Ostatnie kilkanaście miesięcy przyniosło sporo zmian na stanowiskach prezesów wielkich światowych spółek giełdowych. W sierpniu ubiegłego roku w atmosferze skandalu ze stanowiska szefa Hawletta-Packarda odszedł ceniony przez inwestorów Mark Hurd. We wrześniu 2010 roku pod naciskiem inwestorów zmienił się prezes Nokii. Olliego-Pekką Kallasvuo zastąpił Stephen Elop. Przed miesiącem stery w Apple'u z rąk Steve'a Jobsa przejął Tim Cook. W ubiegłym tygodniu doszło do kolejnej zmiany szefa w HP: Leo Apothekera – następcę Hurda – zastąpiła Meg Whitman, była prezes eBaya. W sobotę okazało się, że ze stanowiska zrezygnował Oswald Gruebel, prezes szwajcarskiego banku UBS.
Zmiany szefów wielkich firm zawsze interesują rynek. Odejście Jobsa było spodziewane i Apple przygotowywał do niego rynek przez kilka miesięcy, sygnalizując też, kto będzie następcą. W efekcie zmiana nie była wstrząsem. Wymuszona przez inwestorów wymiana prezesa Nokii początkowo przyniosła nadzieję, ale gdy nowy prezes ogłosił strategię, rynek zwątpił, czy nowa droga jest dobra. Mimo krytyki Stephen Elop krok po kroku realizuje to, co zapowiedział w lutym 2011 roku, czyli przybliża fińską firmę do wprowadzenia na rynek smartfonów z systemem operacyjnym Windows Phone.

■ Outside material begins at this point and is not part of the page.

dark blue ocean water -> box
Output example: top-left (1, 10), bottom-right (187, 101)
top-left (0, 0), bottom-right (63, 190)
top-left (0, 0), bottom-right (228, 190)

W HP ostatnie zmiany prezesów związane są z wydarzeniami nadzwyczajnymi. Hurd musiał odejść, bo w życiu prywatnym naruszył wewnętrzny kodeks firmy. Odwołanie Apothekera jest związane z fatalną oceną przez rynek nowej, ogłoszonej w sierpniu, strategii firmy. Powołanie Whitman to działanie ryzykowne i w związku z narastającym kryzysem zaufania do firmy przeprowadzone w błyskawicznym tempie.
Uwielbiający wszelkie statystyki Amerykanie zwracają też uwagę, że w ciągu prawie sześciu lat HP ma już czwartego prezesa i trzeciego w ciągu niespełna 14 miesięcy.
Zmiany szefa UBS – od 2007 roku bank miał ich czterech – można było oczekiwać po tym, gdy wyszło na jaw, że w wyniku ryzykownych transakcji działu bankowości inwestycyjnej bank stracił 2,3 mld dolarów. W dość zgodnej ocenie analityków Gruebel, obejmując w 2009 roku stanowisko i wdrażając program naprawczy, uratował bank przed upadkiem. I dlatego jego odejście jest stratą dla banku.